Problems with TCP + netem packet loss simulation

From: Elvis Pfützenreuter <epx@xxxxxxxxxxxxxxxxxxx>
Date: Thu, 11 Nov 2004 21:15:23 -0200
I am experiencing a strange problem when I try to simulate a lossy channel 
with netem scheduler module. Whatever the packet loss %, all TCP connections 
eventually stall. 

The TCP connection exchange no packets after the stall (not even when the 
process is killed), but PING to the other host flows normally, with the 
expected loss rate.

The first thing to be suspected would be my throughput testing application, 
but other TCP connections (including ssh sessions) will stall too, more often 
if the packet loss is high.

I tried the kernels 2.6.9-rc4, 2.6.9, 2.6.10rc1 with the same results.

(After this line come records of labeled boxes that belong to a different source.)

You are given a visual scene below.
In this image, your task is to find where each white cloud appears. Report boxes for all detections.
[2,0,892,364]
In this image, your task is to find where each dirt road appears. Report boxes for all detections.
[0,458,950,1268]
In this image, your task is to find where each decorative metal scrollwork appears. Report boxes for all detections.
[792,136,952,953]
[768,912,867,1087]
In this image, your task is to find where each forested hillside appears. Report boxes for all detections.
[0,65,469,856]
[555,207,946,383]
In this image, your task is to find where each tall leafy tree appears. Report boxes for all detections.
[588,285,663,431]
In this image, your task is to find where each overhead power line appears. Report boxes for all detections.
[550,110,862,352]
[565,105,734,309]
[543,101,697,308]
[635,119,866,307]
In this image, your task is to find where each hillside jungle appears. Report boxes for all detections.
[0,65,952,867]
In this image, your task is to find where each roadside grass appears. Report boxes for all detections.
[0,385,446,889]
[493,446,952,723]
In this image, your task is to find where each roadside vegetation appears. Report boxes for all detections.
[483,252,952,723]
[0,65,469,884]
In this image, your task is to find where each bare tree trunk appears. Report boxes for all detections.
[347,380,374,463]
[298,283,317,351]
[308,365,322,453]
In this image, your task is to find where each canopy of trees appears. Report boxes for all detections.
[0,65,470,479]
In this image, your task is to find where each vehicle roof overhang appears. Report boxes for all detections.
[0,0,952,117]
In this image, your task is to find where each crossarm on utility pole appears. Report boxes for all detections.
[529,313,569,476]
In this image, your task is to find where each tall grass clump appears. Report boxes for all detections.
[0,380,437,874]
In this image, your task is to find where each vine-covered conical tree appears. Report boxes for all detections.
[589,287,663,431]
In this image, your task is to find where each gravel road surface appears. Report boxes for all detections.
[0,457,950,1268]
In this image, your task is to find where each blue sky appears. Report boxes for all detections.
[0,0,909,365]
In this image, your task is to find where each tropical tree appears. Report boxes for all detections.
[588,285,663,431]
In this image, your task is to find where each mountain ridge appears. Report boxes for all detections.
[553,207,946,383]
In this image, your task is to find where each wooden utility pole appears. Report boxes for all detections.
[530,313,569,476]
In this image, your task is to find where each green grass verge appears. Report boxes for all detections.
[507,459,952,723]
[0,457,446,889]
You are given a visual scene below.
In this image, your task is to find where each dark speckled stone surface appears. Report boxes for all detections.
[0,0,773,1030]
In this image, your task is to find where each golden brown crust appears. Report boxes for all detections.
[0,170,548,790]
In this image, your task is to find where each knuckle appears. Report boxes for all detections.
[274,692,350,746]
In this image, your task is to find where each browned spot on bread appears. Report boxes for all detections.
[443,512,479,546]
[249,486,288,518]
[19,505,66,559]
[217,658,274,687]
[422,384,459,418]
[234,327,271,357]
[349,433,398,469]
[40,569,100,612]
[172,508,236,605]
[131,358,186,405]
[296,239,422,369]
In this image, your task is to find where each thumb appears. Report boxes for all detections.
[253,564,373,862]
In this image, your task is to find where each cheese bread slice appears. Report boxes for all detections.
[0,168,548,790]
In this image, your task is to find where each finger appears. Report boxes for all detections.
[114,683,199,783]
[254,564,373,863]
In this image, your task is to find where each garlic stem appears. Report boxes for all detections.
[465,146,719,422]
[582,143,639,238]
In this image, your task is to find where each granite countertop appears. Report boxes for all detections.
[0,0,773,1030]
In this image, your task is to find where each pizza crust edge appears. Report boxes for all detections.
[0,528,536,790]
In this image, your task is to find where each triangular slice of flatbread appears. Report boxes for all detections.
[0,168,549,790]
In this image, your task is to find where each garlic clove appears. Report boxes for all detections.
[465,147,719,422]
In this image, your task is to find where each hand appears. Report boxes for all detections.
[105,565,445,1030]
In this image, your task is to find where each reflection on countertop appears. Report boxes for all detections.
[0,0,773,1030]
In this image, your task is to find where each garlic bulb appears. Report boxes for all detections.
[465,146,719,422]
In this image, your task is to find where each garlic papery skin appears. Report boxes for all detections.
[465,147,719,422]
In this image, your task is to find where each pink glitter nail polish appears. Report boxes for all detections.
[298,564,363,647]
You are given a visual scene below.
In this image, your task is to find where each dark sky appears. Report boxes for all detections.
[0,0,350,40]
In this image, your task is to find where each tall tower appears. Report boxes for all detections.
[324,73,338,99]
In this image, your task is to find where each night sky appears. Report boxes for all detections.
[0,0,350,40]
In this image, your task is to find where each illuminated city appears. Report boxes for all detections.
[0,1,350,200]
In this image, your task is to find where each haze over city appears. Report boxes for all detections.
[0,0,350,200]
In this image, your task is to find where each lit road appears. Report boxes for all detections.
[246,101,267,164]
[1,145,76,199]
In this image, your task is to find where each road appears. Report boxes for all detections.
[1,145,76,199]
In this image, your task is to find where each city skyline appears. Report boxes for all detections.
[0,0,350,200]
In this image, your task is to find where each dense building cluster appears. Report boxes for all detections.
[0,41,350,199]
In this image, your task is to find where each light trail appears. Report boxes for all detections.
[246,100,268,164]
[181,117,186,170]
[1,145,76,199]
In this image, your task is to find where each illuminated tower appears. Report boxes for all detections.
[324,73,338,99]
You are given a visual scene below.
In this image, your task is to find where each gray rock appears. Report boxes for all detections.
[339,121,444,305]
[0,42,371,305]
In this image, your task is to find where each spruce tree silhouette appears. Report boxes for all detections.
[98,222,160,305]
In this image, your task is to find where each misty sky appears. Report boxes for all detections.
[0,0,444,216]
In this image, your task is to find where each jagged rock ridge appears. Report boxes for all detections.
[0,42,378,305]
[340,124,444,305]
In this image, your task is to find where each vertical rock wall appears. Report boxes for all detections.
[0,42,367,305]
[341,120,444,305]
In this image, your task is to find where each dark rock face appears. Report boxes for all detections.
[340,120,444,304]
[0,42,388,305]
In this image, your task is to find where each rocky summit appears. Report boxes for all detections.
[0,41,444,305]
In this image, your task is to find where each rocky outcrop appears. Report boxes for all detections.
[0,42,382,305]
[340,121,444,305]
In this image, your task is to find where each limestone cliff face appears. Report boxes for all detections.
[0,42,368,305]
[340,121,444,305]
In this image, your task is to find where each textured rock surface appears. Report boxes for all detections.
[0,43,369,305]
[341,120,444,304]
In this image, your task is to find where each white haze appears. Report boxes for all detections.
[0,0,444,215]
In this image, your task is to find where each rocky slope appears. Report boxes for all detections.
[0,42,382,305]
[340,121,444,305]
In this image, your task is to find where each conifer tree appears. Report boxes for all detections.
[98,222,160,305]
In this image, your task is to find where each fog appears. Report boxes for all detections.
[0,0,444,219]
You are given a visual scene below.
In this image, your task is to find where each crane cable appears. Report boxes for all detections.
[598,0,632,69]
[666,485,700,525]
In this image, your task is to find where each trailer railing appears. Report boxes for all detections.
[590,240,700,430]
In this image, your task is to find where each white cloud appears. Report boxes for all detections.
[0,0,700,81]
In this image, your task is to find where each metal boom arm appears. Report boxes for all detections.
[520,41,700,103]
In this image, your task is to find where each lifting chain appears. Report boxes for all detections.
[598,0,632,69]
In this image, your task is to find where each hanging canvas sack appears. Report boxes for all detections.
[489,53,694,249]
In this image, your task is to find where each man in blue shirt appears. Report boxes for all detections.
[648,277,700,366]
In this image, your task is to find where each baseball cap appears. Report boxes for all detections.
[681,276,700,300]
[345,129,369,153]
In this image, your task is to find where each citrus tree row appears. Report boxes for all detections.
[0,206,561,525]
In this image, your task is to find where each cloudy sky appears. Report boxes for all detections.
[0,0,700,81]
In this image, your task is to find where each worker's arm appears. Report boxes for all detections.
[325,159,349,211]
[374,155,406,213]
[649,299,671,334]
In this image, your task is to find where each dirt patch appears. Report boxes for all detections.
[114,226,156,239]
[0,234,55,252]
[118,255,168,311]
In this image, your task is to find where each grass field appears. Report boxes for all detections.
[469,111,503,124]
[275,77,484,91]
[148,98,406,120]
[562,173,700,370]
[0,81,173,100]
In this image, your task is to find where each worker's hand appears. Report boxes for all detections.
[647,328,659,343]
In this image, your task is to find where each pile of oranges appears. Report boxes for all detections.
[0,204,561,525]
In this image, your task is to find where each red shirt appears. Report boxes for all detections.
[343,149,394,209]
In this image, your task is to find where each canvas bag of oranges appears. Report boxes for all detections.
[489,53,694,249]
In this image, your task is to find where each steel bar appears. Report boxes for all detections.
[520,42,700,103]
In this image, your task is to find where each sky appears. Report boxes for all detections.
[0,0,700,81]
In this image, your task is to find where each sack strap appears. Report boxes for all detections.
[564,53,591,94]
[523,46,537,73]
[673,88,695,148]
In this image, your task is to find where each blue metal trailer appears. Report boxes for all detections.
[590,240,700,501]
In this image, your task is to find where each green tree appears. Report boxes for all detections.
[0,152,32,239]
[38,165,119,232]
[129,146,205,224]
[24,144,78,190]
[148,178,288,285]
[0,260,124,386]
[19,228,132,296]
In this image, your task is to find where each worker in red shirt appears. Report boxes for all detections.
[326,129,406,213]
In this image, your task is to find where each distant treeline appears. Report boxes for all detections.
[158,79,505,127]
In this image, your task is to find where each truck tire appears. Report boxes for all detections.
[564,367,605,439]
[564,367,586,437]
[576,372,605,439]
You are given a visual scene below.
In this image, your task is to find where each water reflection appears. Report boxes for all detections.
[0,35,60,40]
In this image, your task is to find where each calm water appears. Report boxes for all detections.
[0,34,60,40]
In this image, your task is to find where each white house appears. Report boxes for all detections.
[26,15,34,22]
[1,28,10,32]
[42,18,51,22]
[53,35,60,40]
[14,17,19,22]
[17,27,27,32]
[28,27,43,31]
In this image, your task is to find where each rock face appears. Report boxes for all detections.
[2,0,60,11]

Any 
other netem function (delay, reordering [2.6.10rc1] etc.) does not stall the 
TCP connection.

I suspected a bug in TCP stack (SCTP connections stall for 1 second sometimes 
but they recover and go on), but if I make packet loss with "nth" iptables 
rule, the connection does not stall. I even tried to pull network cables, 
turn off switch etc. to see if any "real" packet loss would stall TCP the 
same way but it it didn't happen.  

And, since I use packet loss-based techniques (tc ingress filter) to do QoS on 
my ADSL, I would have been experiencing problems with TCP well before I tried 
netem. So it seems to be some interation between TCP and netem. 

I am using 2 machines in a local Ethernet network. I didn't try to put netem 
in a third machine (that would be the router), to see if it improves 
something. I am going to try this later. But if anyone is aware of the cause 
of the problem I am experiencing, I'd like to hear of.